2012-04-09 Thread dmccunney
On Mon, Apr 9, 2012 at 4:08 PM, Kenny Emond cheeseylem...@gmail.com wrote:

    I'm going to just not beat around the bush. I'll and ask it straight out.
 What the heck are Telnet, TCP and all those other programs that comes with
 mTCP for?

Internet connectivity is done through TCP-IP, a protocol suite.  In
essence, data sent over the internet is broken up into packets.  Each
packet has a header that indicates the source of the packet, the
intended destination, and the total number of packets included in the
particular communication.  TCP-IP was originally developed as part of
research done by DARPA (the Defense Advanced Research Projects Agency)
for a network that could continue to operate even if segments were
damaged.  So there is no inherent route packets will take to a
destination, nor any requirement that all packets take the *same*
route.  It's the responsibility of the routers along the way to
determine best route to use.

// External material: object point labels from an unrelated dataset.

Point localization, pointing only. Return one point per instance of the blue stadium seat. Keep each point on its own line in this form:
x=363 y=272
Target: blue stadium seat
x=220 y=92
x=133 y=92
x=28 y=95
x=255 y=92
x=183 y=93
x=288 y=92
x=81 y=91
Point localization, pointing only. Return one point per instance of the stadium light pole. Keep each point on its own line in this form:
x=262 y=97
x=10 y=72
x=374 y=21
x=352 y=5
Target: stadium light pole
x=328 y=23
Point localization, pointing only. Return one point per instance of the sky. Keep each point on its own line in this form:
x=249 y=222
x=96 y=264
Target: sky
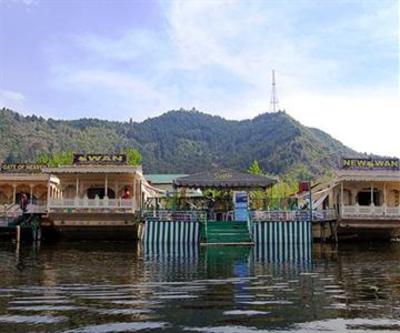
x=336 y=61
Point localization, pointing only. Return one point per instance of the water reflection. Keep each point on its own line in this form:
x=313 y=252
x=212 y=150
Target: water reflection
x=124 y=287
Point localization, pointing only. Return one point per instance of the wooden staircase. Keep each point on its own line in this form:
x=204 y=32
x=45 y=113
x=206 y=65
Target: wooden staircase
x=225 y=232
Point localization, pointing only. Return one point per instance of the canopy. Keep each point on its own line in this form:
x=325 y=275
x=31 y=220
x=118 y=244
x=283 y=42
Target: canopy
x=225 y=179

The idea is that if a node is damaged,
packets can take an alternate route to the destination.  There is also
no requirement that packets arrive in a particular order.  Each packet
carries an indicator of which one it is, and the receiving system is
expected to put packets in the correct order for  whatever will deal
with them before passing them along.

TCP-IP is considered a protocol suite because it includes a number of
different protocols.  All use packets, but the nature and purpose of
the packets will vary.  TCP-IP uses the concept of logical ports to
specify the nature and functions.  There are 65,536 possible ports, of
which the first 1,024 are well known ports whose usage has been
standardized.  For instance, an ICMP packet is sent to port 8.  This
is the ping - an inquiry as to whether there is a system at the
specified destination awake and answering traffic.  If there is one,
it's expected to acknowledge the ping with a response.  HTTP traffic
is sent to port 80 at the destination, and sending it to that port
indicates it *is* http traffic.

Telnet is used to establish a connection as a terminal to a remote
system.  If the remote system supports it, and you are an authorized
user, you can open a command line session to the remote host and use
whatever the host provides as a shell, as though you were connecting
through a directly attached terminal.   (On a Linux system, this will
usually be the bash shell, but does not have to be.)  For more secure
connections, a popular variant is ssh, which creates an encrypted
communications session with the other end.  By default, telnet uses
port 23 and ssh uses port 22, but these are not requirements: it's
possible to use any port numbers, as long as both sender and receiver
are configured to do so.

I've made use of telnet and ssh as a sysadmin dealing with servers,
using telnet locally (I was connected to the company LAN and local to
the servers) and ssh via remote (as was connecting over the Internet
from home.  There are an assortment of old BBSes from the MS-DOS days
who have made the transition to the Internet, and are accessible via
telnet rather than a dial-up modem connection.